End-to-End Conformal Calibration for Robust Grid-Scale Battery Storage Optimization (Papers Track)
Christopher Yeh (California Institute of Technology); Nicolas Christianson (California Institute of Technology); Adam Wierman (California Institute of Technology); Yisong Yue (Caltech)
Abstract
The rapid proliferation of intermittent renewable electricity generation demands a corresponding growth in grid-scale energy storage systems to enable grid decarbonization. To encourage investment in energy storage infrastructure, storage operators rely on forecasts of electricity prices along with uncertainty estimates to maximize profit while managing risk.
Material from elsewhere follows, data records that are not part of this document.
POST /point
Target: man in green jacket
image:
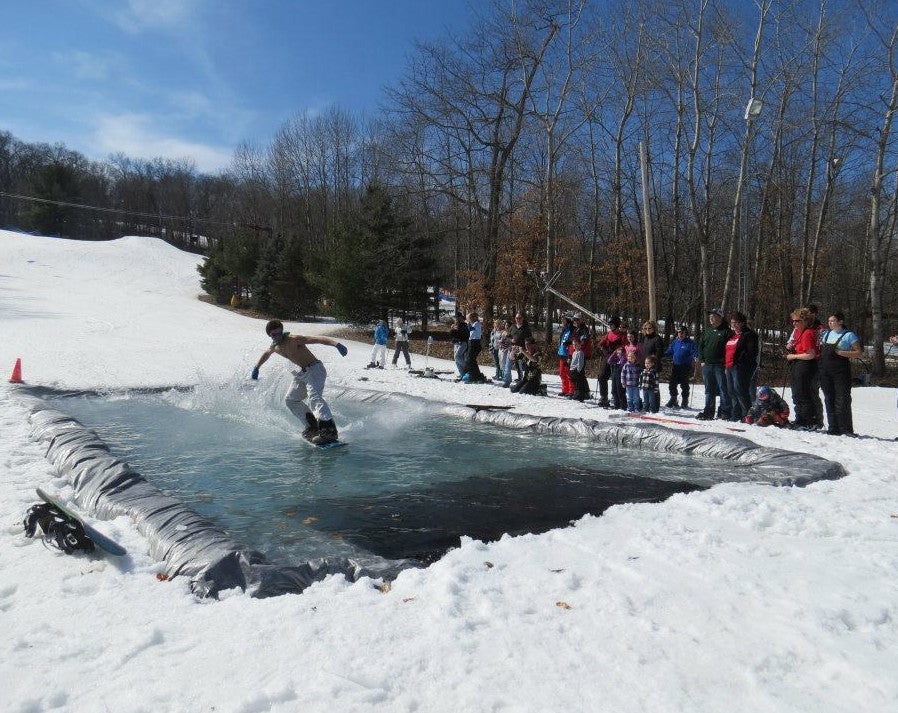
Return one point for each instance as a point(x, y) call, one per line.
point(711, 352)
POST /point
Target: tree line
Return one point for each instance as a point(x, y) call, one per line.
point(767, 125)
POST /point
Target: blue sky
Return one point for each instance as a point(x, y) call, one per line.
point(194, 78)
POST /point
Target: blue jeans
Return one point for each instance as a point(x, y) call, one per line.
point(738, 382)
point(714, 376)
point(632, 398)
point(650, 400)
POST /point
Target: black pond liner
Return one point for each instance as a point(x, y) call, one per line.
point(192, 546)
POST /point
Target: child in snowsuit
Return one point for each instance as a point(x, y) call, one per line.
point(648, 386)
point(768, 409)
point(629, 378)
point(616, 361)
point(532, 377)
point(379, 353)
point(578, 372)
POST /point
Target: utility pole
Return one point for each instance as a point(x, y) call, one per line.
point(649, 242)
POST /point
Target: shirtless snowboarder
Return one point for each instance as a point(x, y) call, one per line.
point(308, 381)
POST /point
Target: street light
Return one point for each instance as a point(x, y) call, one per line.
point(752, 111)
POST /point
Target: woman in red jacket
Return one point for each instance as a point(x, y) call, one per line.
point(803, 361)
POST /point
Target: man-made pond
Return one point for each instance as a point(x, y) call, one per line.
point(410, 481)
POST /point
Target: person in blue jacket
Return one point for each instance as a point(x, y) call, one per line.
point(684, 353)
point(565, 340)
point(379, 354)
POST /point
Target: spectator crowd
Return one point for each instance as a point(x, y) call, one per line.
point(726, 356)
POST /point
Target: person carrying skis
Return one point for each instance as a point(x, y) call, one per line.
point(308, 381)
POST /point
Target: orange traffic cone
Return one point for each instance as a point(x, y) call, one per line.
point(16, 377)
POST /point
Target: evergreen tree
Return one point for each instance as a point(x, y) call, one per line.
point(279, 285)
point(230, 266)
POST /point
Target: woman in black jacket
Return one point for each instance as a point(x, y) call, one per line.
point(740, 360)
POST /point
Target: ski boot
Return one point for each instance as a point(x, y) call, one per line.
point(327, 433)
point(312, 427)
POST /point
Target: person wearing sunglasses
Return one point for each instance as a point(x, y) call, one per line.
point(803, 361)
point(308, 381)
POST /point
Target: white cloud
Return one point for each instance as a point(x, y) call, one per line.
point(88, 66)
point(137, 136)
point(143, 15)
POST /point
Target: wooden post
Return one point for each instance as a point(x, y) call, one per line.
point(649, 242)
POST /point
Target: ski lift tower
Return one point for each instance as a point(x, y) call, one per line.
point(546, 284)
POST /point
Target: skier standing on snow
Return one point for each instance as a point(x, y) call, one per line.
point(379, 353)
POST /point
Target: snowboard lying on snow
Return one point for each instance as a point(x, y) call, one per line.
point(98, 538)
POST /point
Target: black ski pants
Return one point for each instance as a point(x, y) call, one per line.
point(835, 380)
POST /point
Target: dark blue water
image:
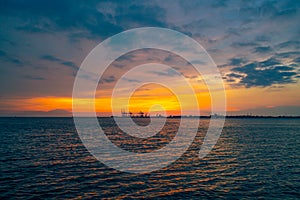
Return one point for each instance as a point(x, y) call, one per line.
point(44, 158)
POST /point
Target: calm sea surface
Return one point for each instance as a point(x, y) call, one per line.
point(45, 158)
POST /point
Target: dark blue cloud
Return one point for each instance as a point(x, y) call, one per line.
point(51, 58)
point(262, 50)
point(262, 74)
point(2, 53)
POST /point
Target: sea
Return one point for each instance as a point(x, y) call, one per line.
point(254, 158)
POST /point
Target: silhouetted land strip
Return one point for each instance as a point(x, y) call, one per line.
point(233, 116)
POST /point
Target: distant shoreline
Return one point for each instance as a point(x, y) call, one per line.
point(173, 117)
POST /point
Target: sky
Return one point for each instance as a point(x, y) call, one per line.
point(254, 44)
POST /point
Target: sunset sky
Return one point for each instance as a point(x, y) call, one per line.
point(255, 45)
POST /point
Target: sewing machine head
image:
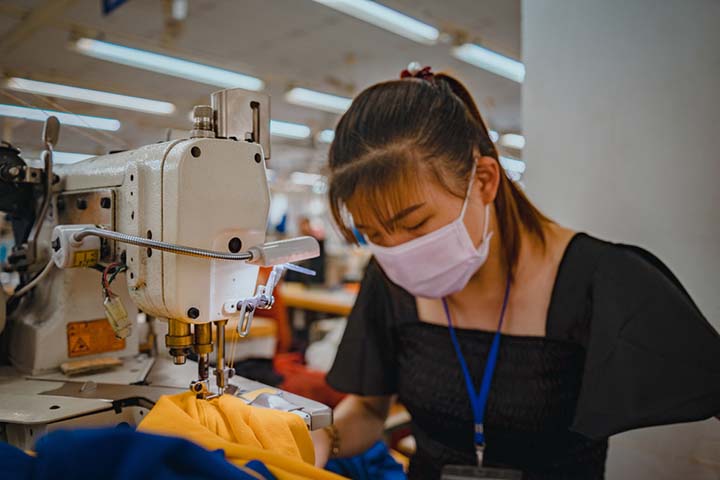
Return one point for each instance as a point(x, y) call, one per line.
point(182, 221)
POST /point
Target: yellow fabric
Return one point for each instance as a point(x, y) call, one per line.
point(278, 439)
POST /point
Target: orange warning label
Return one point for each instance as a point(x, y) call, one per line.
point(93, 337)
point(85, 258)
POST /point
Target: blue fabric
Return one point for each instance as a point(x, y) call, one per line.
point(479, 400)
point(119, 454)
point(374, 464)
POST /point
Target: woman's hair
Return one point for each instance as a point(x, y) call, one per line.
point(397, 133)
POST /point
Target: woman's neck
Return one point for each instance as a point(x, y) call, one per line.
point(489, 281)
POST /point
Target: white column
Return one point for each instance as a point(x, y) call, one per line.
point(621, 112)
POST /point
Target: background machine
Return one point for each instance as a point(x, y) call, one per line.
point(172, 233)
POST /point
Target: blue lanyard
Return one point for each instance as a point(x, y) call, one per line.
point(478, 401)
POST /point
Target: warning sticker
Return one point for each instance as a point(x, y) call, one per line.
point(93, 337)
point(85, 258)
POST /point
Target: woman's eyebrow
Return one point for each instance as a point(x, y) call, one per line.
point(397, 217)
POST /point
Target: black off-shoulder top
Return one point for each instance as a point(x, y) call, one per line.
point(625, 347)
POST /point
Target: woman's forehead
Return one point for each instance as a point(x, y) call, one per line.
point(378, 208)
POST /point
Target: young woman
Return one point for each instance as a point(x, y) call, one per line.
point(512, 341)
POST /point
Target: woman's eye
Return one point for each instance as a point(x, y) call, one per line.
point(417, 225)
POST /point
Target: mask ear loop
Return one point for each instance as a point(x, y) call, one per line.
point(467, 193)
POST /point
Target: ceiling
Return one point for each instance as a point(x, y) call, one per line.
point(284, 42)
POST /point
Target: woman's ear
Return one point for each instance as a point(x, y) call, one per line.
point(487, 177)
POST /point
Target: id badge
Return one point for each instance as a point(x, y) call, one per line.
point(467, 472)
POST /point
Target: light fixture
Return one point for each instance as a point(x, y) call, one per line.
point(491, 61)
point(289, 130)
point(303, 178)
point(319, 100)
point(386, 18)
point(67, 157)
point(513, 140)
point(326, 136)
point(512, 164)
point(90, 96)
point(85, 121)
point(167, 65)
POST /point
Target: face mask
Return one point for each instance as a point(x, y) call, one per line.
point(439, 263)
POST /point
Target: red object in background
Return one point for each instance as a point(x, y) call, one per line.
point(278, 312)
point(301, 380)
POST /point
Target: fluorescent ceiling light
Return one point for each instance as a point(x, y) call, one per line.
point(319, 100)
point(90, 96)
point(386, 18)
point(490, 61)
point(513, 140)
point(72, 119)
point(326, 136)
point(512, 164)
point(302, 178)
point(67, 157)
point(289, 130)
point(167, 65)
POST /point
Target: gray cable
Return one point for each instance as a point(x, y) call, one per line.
point(157, 245)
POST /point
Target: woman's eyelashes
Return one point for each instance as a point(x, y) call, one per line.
point(417, 226)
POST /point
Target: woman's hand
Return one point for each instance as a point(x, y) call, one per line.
point(321, 442)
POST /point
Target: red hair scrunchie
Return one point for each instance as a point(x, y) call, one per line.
point(414, 71)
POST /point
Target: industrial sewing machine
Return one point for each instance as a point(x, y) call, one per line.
point(174, 231)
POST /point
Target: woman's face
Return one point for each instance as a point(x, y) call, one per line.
point(430, 207)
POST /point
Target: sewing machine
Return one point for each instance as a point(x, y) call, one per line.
point(173, 232)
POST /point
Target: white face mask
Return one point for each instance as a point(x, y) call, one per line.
point(439, 263)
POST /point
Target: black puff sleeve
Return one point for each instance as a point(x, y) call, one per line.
point(652, 358)
point(365, 362)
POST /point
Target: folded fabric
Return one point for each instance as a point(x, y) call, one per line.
point(121, 454)
point(278, 439)
point(375, 464)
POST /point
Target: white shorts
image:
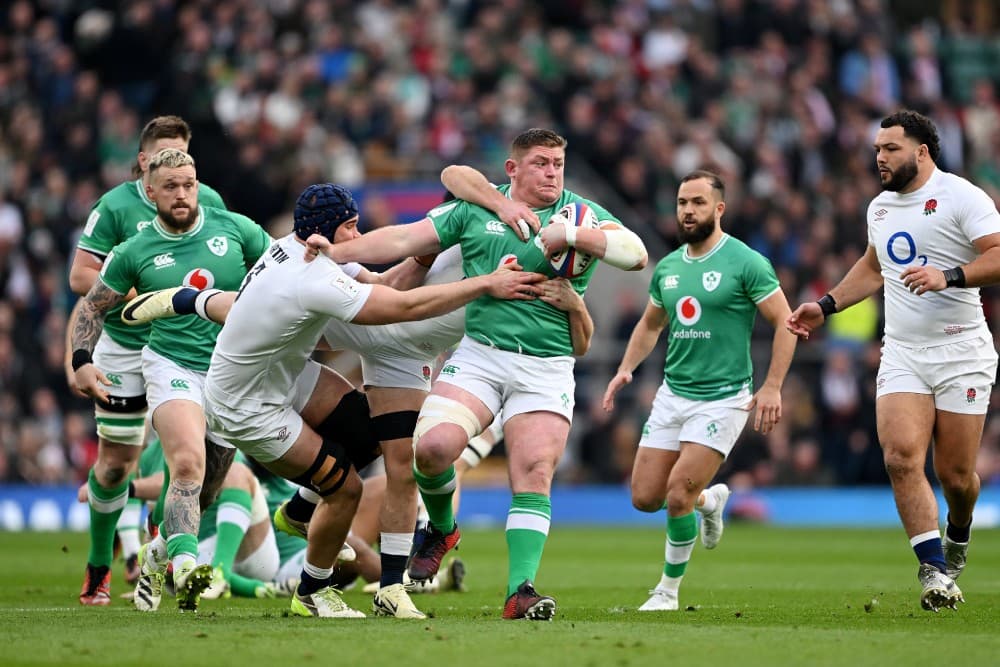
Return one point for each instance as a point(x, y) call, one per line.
point(262, 564)
point(267, 431)
point(518, 383)
point(168, 381)
point(122, 366)
point(959, 375)
point(675, 419)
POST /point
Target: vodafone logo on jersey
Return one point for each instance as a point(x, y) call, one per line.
point(199, 279)
point(688, 310)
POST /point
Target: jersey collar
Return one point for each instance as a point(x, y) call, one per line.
point(690, 260)
point(170, 236)
point(141, 189)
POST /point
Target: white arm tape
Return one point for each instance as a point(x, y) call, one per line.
point(624, 248)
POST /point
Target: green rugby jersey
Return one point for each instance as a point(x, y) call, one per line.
point(711, 302)
point(528, 327)
point(217, 252)
point(116, 217)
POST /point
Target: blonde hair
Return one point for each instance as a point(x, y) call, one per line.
point(170, 158)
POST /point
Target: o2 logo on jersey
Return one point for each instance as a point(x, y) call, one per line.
point(688, 310)
point(199, 279)
point(902, 249)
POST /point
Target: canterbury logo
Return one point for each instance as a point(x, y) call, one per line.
point(495, 227)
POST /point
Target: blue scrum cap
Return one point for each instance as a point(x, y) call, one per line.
point(321, 208)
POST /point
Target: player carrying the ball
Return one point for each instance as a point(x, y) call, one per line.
point(518, 357)
point(706, 294)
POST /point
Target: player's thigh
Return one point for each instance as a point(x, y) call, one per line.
point(650, 473)
point(535, 442)
point(956, 445)
point(905, 423)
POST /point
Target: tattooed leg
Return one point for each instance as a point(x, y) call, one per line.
point(217, 462)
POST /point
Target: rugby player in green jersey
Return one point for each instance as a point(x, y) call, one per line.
point(185, 244)
point(706, 295)
point(514, 356)
point(121, 430)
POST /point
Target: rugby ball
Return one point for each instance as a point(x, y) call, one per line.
point(571, 263)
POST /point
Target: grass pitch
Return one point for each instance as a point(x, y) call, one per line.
point(766, 596)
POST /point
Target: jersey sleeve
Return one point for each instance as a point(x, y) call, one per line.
point(449, 221)
point(118, 271)
point(100, 233)
point(255, 240)
point(759, 278)
point(332, 292)
point(979, 216)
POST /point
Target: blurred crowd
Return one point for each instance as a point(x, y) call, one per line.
point(780, 96)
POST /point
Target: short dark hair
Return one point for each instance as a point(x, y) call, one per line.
point(536, 136)
point(713, 179)
point(161, 127)
point(916, 126)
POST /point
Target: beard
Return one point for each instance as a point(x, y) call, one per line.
point(177, 223)
point(701, 231)
point(900, 178)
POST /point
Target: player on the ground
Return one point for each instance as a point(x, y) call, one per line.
point(185, 244)
point(706, 294)
point(300, 420)
point(517, 356)
point(121, 430)
point(933, 241)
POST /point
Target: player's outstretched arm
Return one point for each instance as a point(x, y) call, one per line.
point(469, 184)
point(863, 280)
point(767, 400)
point(559, 292)
point(380, 246)
point(386, 305)
point(640, 344)
point(612, 243)
point(86, 331)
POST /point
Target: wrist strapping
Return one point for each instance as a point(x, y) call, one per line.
point(954, 277)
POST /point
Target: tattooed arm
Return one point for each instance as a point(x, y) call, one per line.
point(86, 330)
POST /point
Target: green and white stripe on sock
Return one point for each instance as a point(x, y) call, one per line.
point(528, 522)
point(682, 531)
point(437, 492)
point(106, 506)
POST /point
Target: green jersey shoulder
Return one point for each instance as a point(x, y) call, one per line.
point(711, 302)
point(217, 252)
point(528, 327)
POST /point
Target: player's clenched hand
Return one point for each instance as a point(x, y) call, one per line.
point(617, 382)
point(805, 319)
point(920, 279)
point(768, 404)
point(316, 244)
point(553, 238)
point(519, 217)
point(89, 378)
point(510, 282)
point(559, 292)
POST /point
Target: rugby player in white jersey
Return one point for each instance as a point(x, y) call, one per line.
point(933, 241)
point(300, 420)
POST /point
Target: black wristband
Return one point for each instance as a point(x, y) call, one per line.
point(827, 305)
point(81, 358)
point(954, 277)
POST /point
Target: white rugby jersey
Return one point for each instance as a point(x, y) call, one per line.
point(275, 323)
point(422, 338)
point(933, 226)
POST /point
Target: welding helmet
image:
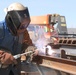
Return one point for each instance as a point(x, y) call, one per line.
point(17, 17)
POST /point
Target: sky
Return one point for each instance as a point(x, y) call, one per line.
point(65, 8)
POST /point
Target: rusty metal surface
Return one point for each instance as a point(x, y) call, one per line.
point(61, 64)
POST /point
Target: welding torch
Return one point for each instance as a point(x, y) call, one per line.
point(19, 55)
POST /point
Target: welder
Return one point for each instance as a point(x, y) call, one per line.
point(14, 38)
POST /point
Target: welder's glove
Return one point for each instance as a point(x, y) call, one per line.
point(7, 58)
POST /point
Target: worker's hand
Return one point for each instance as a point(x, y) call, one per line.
point(7, 58)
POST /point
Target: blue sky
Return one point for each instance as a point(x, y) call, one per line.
point(65, 8)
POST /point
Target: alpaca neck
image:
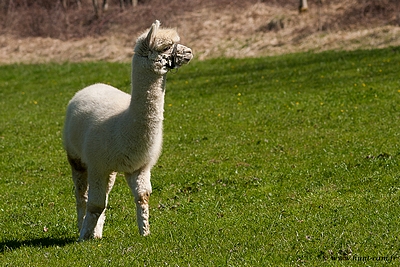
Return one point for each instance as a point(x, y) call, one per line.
point(147, 97)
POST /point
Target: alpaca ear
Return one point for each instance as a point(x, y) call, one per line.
point(151, 36)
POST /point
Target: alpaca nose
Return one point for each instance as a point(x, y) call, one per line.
point(189, 53)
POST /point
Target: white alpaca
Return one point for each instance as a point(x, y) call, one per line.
point(108, 131)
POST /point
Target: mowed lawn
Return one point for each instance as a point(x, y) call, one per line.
point(277, 161)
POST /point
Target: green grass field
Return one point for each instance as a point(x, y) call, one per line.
point(275, 161)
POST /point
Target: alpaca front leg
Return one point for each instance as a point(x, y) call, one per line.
point(96, 206)
point(140, 185)
point(98, 230)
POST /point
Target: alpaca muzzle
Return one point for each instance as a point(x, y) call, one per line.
point(180, 55)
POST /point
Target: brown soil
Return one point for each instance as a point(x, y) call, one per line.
point(245, 28)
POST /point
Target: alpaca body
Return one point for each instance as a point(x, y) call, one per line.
point(103, 133)
point(108, 131)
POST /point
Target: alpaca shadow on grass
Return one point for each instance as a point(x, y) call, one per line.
point(10, 245)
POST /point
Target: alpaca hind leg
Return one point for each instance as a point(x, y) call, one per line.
point(96, 204)
point(140, 185)
point(79, 176)
point(98, 230)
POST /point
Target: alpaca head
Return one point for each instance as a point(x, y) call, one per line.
point(161, 49)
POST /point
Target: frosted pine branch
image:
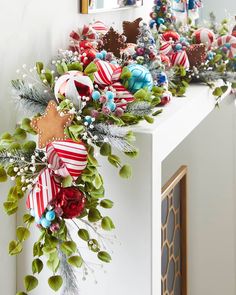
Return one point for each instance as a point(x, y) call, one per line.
point(30, 98)
point(114, 135)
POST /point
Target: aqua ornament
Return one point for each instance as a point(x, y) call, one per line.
point(50, 215)
point(96, 95)
point(45, 223)
point(140, 78)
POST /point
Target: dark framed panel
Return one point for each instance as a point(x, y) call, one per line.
point(85, 4)
point(174, 235)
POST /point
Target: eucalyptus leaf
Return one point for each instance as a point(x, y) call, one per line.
point(68, 247)
point(55, 282)
point(83, 234)
point(22, 233)
point(126, 171)
point(30, 283)
point(75, 261)
point(15, 247)
point(104, 256)
point(37, 266)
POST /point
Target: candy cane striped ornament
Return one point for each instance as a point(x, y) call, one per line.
point(43, 192)
point(67, 157)
point(73, 85)
point(180, 58)
point(229, 42)
point(205, 36)
point(99, 27)
point(106, 73)
point(166, 48)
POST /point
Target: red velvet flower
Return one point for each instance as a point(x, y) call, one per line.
point(72, 202)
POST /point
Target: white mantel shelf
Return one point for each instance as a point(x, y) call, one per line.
point(136, 260)
point(180, 117)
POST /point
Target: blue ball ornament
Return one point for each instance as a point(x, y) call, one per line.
point(160, 21)
point(140, 78)
point(50, 215)
point(88, 119)
point(210, 55)
point(110, 95)
point(45, 223)
point(111, 106)
point(178, 46)
point(96, 95)
point(104, 53)
point(152, 23)
point(99, 55)
point(32, 213)
point(228, 45)
point(37, 219)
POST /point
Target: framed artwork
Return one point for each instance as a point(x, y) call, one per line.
point(96, 6)
point(174, 235)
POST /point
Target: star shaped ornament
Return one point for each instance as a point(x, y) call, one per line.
point(51, 125)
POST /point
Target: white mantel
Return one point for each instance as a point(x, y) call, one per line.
point(164, 146)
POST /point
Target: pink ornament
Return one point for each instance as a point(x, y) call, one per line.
point(228, 42)
point(140, 51)
point(166, 98)
point(204, 36)
point(67, 157)
point(180, 58)
point(73, 85)
point(165, 60)
point(99, 27)
point(170, 35)
point(166, 48)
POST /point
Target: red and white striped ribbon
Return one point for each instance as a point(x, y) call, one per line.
point(67, 157)
point(43, 192)
point(109, 75)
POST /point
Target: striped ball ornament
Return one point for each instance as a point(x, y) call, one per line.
point(229, 43)
point(180, 58)
point(140, 78)
point(204, 36)
point(73, 85)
However, well-calibrated uncertainty estimates can be difficult to obtain in high-capacity prediction models such as deep neural networks. Moreover, in high-dimensional settings, there may be many valid uncertainty estimates with varied performance profiles—i.e., not all uncertainty is equally valuable for downstream decision-making. To address this challenge, this paper develops an end-to-end framework for conditional robust optimization, with robustness and calibration guarantees provided by conformal prediction. We represent arbitrary convex uncertainty sets with sublevel sets of partially input-convex neural networks, which are learned as part of our framework. We demonstrate the value of our approach for robust decision-making on a battery storage arbitrage application.